According to health statistics, more than 100 people will die across Ontario during the next few weeks while our uncaring provincial government stalls and plays politics on a decision to permit or reject proposed supervised injection sites.
One eye always on the upcoming Oct. 22 municipal election, regional councillors voted this week to defer public consultations on the subject until the provincial Tory government makes up its mind. Statistics indicate that, during the delay, at least seven Waterloo Region residents will die because of opioid overdoses.
Locally, the insipid motion to freeze action on four possible local sites until at least early fall was moved by outgoing regional chairman Ken Seiling and unanimously supported by regional councillors who made some token bleating about the delay and resulting fatalities.

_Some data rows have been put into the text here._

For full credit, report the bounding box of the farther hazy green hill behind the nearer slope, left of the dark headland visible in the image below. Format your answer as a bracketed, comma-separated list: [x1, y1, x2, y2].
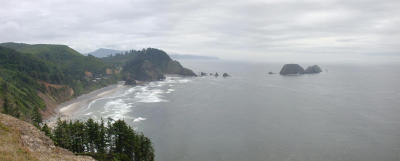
[0, 43, 117, 96]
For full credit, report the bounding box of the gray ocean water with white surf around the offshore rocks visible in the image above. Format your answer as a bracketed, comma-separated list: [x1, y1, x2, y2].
[70, 61, 400, 161]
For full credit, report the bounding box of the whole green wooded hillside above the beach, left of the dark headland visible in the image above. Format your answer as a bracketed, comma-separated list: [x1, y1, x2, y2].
[0, 43, 118, 123]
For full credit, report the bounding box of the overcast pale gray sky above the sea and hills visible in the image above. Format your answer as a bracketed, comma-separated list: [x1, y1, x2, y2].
[0, 0, 400, 61]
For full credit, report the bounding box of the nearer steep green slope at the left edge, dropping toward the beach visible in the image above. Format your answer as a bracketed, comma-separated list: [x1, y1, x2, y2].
[0, 47, 51, 122]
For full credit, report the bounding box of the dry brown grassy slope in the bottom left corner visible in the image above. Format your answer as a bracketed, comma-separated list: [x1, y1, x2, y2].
[0, 114, 94, 161]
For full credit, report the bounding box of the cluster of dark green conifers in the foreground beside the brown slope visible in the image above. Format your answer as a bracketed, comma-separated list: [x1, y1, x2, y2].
[42, 119, 154, 161]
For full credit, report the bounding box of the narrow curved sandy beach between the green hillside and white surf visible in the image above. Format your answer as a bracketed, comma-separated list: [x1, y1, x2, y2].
[43, 82, 129, 126]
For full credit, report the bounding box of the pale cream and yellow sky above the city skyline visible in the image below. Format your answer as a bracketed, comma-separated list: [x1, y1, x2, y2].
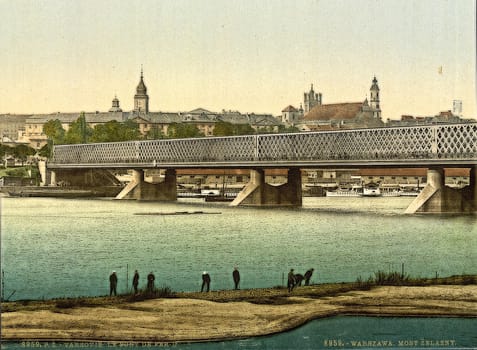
[0, 0, 477, 119]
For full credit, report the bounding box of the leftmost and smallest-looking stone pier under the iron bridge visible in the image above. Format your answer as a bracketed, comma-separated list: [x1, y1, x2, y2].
[116, 169, 177, 201]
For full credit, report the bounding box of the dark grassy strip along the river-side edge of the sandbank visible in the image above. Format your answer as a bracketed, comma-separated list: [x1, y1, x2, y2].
[1, 271, 477, 312]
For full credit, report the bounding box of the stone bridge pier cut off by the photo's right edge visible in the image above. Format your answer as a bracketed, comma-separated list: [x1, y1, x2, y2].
[405, 166, 477, 214]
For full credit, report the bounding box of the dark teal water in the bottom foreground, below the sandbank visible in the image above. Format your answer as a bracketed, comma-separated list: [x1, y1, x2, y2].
[3, 317, 477, 350]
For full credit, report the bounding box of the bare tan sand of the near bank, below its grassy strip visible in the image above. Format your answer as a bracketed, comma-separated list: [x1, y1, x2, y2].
[1, 285, 477, 342]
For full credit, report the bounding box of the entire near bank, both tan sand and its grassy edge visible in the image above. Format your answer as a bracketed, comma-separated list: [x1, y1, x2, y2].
[1, 271, 477, 343]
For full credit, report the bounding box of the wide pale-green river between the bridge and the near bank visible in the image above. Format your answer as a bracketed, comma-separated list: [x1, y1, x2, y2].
[0, 197, 477, 347]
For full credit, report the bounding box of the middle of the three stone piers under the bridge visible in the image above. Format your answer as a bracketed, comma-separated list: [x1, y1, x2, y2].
[230, 168, 302, 207]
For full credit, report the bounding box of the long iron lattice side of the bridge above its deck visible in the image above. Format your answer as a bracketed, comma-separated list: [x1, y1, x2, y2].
[51, 123, 477, 165]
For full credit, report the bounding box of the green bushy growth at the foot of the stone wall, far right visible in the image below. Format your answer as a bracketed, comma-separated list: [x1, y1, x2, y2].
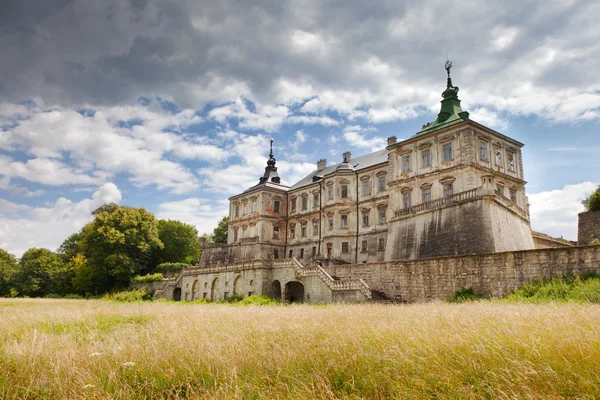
[505, 273, 600, 303]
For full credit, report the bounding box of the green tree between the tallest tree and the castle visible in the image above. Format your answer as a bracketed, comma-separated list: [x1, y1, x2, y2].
[153, 219, 200, 267]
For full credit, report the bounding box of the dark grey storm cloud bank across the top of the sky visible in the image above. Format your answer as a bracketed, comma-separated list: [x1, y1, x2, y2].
[0, 0, 600, 115]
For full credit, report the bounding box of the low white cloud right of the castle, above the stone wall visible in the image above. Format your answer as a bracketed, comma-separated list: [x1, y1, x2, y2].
[529, 182, 597, 240]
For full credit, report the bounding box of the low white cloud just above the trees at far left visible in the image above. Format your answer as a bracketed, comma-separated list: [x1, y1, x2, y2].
[0, 183, 122, 257]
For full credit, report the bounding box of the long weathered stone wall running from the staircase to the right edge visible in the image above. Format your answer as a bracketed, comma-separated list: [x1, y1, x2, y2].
[324, 246, 600, 302]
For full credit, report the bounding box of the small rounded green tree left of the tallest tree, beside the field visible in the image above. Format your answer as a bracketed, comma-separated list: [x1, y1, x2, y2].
[13, 248, 72, 297]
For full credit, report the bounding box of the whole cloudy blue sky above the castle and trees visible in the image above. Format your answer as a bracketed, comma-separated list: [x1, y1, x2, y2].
[0, 0, 600, 256]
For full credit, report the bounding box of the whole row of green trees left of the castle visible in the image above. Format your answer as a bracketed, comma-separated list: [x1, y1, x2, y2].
[0, 203, 228, 297]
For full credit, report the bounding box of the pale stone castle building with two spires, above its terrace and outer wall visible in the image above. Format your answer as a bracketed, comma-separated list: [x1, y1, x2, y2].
[202, 69, 534, 265]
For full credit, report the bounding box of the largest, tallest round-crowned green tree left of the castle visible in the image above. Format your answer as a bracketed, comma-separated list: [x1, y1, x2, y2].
[76, 203, 163, 294]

In Kitchener, the two proposed local sites are in Coun. Sarah Marsh’s ward at 115 Water St. N. and behind city hall at 150 Duke St. W. A new potential site in my downtown ward at 33 Kent Ave was announced but then withdrawn because of a “mis-communication” (read screw-up) between the property owner and regional staff.
In Cambridge, despite council’s bylaw buffoonery, sites are proposed in Galt at 149 Ainslie St. N. and 150 Main St.
As previously stated, I would support any of the sites as a proven way to help address the increasing and deadly problem.
Meanwhile, I don’t criticize regional councillors for swallowing the fact that our reactionary, shallow Premier Doug Ford sees “buck-a-beer” far more important than the injection sites he’s “dead set” against.
However, I believe council members should continue and conclude an essential public consultation process in hopes Ford’s advisors and cabinet members might exhibit a tiny grain of empathy and compassion toward those experiencing such tragic opioid-addiction consequences.
Locally, I hope the troublesome issue gets further debate and attention on voter doorsteps and at future all-candidate meetings for regional-council representatives.